Haekal melukiskan kisah ini sebagai "kisah yang paling cemerlang dan indah yang
pernah dikenal manusia dalam sejarah pengejaran yang penuh bahaya, demi
kebenaran, keyakinan dan iman".
Yatsrib atau Madinah sudah pasti menjadi
masa depan Muhammad dan pengikutnya. Puluhan muslimin telah menyelinap pergi ke
sana. Kaum Qurais tak terlalu peduli. Perhatian mereka pada Muhammad yang masih
di Mekah yang tak akan mereka biarkan lolos. Padahal Muhammad telah siap untuk
pergi. Abu Bakar telah menyiapkan dua unta baginya dan bagi Muhammad. Unta itu
dipelihara Abdullah bin Uraiqiz.
Sampai pada harinya, perintah Allah
untuk hijrah pun turun. Muhammad memberi tahu Abu Bakar. Para pemuda Qurais juga
semakin ketat memata-matai rumah Muhammad. Mereka sesekali mengintip ke dalam
rumah, melihat Muhammad berbaring di tempat tidurnya. Namun Muhammad meminta Ali
mengenakan mantel hijaunya dari Hadramaut serta tidur di dipannya. Kaum Qurais
tenang. Mereka pikir Muhammad masih tidur. Ketika esok harinya mendobrak pintu
rumah Rasul, mereka hanya mendapati Ali yang mengaku tak tahu menahu tentang
keberadaan Muhammad.
Malam itu, Muhammad telah menyelinap dari jalan
belakang. Bersama Abu Bakar, ia berjalan mengendap dalam gelap, menuju sebuah
gua di bukit Tsur. Sebuah pilihan cerdik. Kaum Qurais tentu menduga Muhammad
menuju Yatsrib di utara Mekah. Muhammad malah melangkah ke selatan. Kejadian ini
juga memperlihatkan bahwa Muhammad tetap menggunakan nalar yang wajar sebagai
manusia. Jika mau, ia dapat meminta perlindungan Allah berwujud kesaktian
seperti yang dikejar-kejar banyak manusia sekarang. Tapi tidak, Muhammad
menunjukkan bahwa Islam bukanlah agama untuk kepentingan semacam itu.

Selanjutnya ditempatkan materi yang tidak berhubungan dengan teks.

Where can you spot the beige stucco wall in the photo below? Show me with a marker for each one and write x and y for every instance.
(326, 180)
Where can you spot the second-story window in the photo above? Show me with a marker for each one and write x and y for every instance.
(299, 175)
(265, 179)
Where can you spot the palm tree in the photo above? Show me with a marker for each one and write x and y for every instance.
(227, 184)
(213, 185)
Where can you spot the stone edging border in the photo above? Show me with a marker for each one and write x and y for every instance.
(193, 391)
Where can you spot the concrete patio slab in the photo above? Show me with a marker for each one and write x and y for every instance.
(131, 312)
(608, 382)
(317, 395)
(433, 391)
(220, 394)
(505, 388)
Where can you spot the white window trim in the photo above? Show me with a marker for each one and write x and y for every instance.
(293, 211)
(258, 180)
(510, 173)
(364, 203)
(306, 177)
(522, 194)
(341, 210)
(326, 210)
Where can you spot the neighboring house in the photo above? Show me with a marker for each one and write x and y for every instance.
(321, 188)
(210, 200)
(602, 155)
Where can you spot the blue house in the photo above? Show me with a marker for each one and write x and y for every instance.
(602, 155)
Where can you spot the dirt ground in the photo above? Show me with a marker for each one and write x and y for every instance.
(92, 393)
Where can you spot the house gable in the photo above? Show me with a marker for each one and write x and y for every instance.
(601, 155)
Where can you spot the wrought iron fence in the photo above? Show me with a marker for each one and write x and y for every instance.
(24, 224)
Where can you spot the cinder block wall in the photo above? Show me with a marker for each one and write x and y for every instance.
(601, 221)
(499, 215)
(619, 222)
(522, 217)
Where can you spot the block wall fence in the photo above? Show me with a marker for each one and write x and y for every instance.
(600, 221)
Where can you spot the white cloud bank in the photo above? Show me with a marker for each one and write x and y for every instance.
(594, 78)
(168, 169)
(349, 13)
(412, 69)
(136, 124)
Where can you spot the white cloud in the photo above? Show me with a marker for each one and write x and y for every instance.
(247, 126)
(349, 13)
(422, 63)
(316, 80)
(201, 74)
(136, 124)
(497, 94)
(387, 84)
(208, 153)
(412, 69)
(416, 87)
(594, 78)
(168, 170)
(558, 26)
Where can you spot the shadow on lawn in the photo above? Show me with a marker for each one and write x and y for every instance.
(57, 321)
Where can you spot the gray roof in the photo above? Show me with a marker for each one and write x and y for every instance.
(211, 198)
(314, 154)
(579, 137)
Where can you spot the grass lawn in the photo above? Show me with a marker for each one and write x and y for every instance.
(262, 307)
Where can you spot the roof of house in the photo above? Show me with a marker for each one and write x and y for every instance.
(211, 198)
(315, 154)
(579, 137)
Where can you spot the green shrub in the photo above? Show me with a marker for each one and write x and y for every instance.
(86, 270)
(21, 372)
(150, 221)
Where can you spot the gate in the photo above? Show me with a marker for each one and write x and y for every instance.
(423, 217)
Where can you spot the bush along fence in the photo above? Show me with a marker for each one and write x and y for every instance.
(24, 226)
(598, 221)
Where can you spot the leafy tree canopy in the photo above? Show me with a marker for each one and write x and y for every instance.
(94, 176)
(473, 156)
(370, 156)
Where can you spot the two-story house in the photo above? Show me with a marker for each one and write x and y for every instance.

Muhammad dan Abu Bakar hanya menjalankan siasat biasa. Dalam
persembunyiannya, mereka tetap memasang telinga melalui Abdullah, anak Abu
Bakar, yang tetap tinggal di Mekah. Setiap malam, Abdullah menemui mereka di gua
melaporkan perkembangan suasana serta mengirim makanan yang disiapkan Aisyah dan
saudaranya, Asma. Setiap pagi, pembantu Abu Bakar -Amir bin Fuhaira-menggembala
kambing menghapus jejak itu.
Tiga malam mereka bersembunyi di gua itu.
Satu riwayat menyebut sejumlah pemuda Qurais telah mencapai bibir gua. Abu Bakar
gemetar meringkuk di sisi Muhammad. Saat itu, Muhammad berbisik. "La tahzan,
innallaaha ma'ana (Jangan sedih, Allah bersama kita) ". Rasul juga menghibur
dengan kata-kata, "Abu Bakar, kalau kau menduga kita hanya berdua, Allah-lah
yang ketiga." Orang-orang Qurais itu lalu pergi. Konon mereka melihat sarang
laba-laba serta burung merpati mengerami telur di mulut gua. Tak mungkin
Muhammad bersembunyi di situ.
Setelah aman, Abdullah bin Uraiqiz membawa
keluar mereka. Tiga unta beriringan ke Barat, berbekal makanan yang diikat
dengan sobekan sabuk Asma. Abu Bakar disebut membawa seluruh uang simpanannya
sebesar 5 ribu dirham. Mereka berjalan berputar menuju arah Tihama, dekat Laut
Merah, melalui jalur yang paling jarang dilalui manusia. Baru kemudian mereka
berbelok ke utara, ke Yatsrib, menapaki terik gurun. Siang-malam mereka terus
berjalan.
Kaum Qurais membuat sayembara dengan hadiah 100 unta bagi yang
dapat menangkap Muhammad. Suraqa bin Malik tergiur iming-iming itu. Ketika
mendengar info ada tiga orang berunta beriringan, ia mengelabui kawan-kawannya.
"O.. itu adalah si anu," begitu kira-kira ucapan Suraqa. Namun ia kemudian
memacu kudanya sendirian mengejar Muhammad. Sedemikian menggebu Suraqa, sehingga
kudanya tersungkur. Sekali lagi, ia tersungkur setelah dekat dengan Muhammad.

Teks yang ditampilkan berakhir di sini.